Segundo a acusação deduzida no dia 10, divulgada na sexta-feira, o MP concluiu que, tendo tomado posse como presidente da autarquia em outubro de 2013, Rui Moreira determinou que o município alterasse a posição jurídica e/ou urbanística "que vinha sucessivamente adotando, quer nos litígios judiciais, quer nos procedimentos administrativos, relativamente à pretensão da sociedade comercial de construir no referido terreno"

"Tal alteração de posição foi motivada pela intenção de beneficiar a sociedade comercial de que era sócio com os referidos familiares; e que se concretizou na assunção pelo município, em transação judicialmente homologada em setembro de 2014", refere a acusação.

Esta transação foi realizada, segundo o MP, "sem qualquer autorização da Assembleia Municipal, do compromisso de diligenciar, nomeadamente durante a revisão do Plano Diretor Municipal (PDM), pela alteração da qualificação do solo do terreno […], de modo a que esta pudesse aí construir, e na aceitação de submeter a um tribunal arbitral a fixação de uma indemnização devida à sociedade comercial caso as alterações ao plano diretor municipal não fossem efetuadas".

No acordo de 2014, no primeiro mandato de Rui Moreira como presidente da autarquia, o município assumiu o compromisso de devolver capacidade construtiva àquele terreno, na Calçada da Arrábida, no âmbito da atual revisão do PDM, ou recorrer a um tribunal para definir uma eventual indemnização à imobiliária.

No centro da disputa está um terreno na escarpa do Douro, vendido por um casal que o registou por usucapião à imobiliária Selminho, em 2001, e que o tribunal considerou ser propriedade municipal, na sequência de uma ação movida pela autarquia em 2017.

O processo foi iniciado após ter sido divulgado que um técnico da autarquia concluiu serem municipais 1.661 dos 2.260 metros quadrados apresentados pela Selminho para construção na escarpa da Arrábida.

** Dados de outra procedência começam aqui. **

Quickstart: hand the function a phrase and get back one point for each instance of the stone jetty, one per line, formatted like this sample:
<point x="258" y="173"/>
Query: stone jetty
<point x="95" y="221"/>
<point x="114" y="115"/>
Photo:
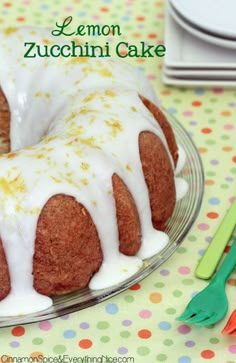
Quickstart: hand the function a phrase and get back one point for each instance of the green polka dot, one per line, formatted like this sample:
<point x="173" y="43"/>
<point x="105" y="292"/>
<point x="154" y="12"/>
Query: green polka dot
<point x="188" y="281"/>
<point x="59" y="349"/>
<point x="192" y="238"/>
<point x="212" y="121"/>
<point x="225" y="137"/>
<point x="105" y="339"/>
<point x="103" y="325"/>
<point x="143" y="351"/>
<point x="177" y="293"/>
<point x="161" y="357"/>
<point x="129" y="298"/>
<point x="224" y="186"/>
<point x="168" y="342"/>
<point x="210" y="173"/>
<point x="170" y="311"/>
<point x="214" y="340"/>
<point x="210" y="142"/>
<point x="125" y="334"/>
<point x="181" y="250"/>
<point x="37" y="341"/>
<point x="159" y="284"/>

Em maio, o Supremo confirmou a decisão do Tribunal da Relação do Porto, julgando improcedentes os recursos apresentados pela Selminho, imobiliária da família do presidente da Câmara do Porto, e pelo casal que em 2001 vendeu à empresa um terreno na Arrábida.

Em outubro de 2019, o Tribunal da Relação do Porto confirmou a decisão da primeira instância que, em janeiro desse ano, julgou "nula" a escritura de venda de 2.260 metros quadrados na Arrábida por um casal à Selminho, ordenando o "cancelamento" da sua inscrição na Conservatória do Registo Predial.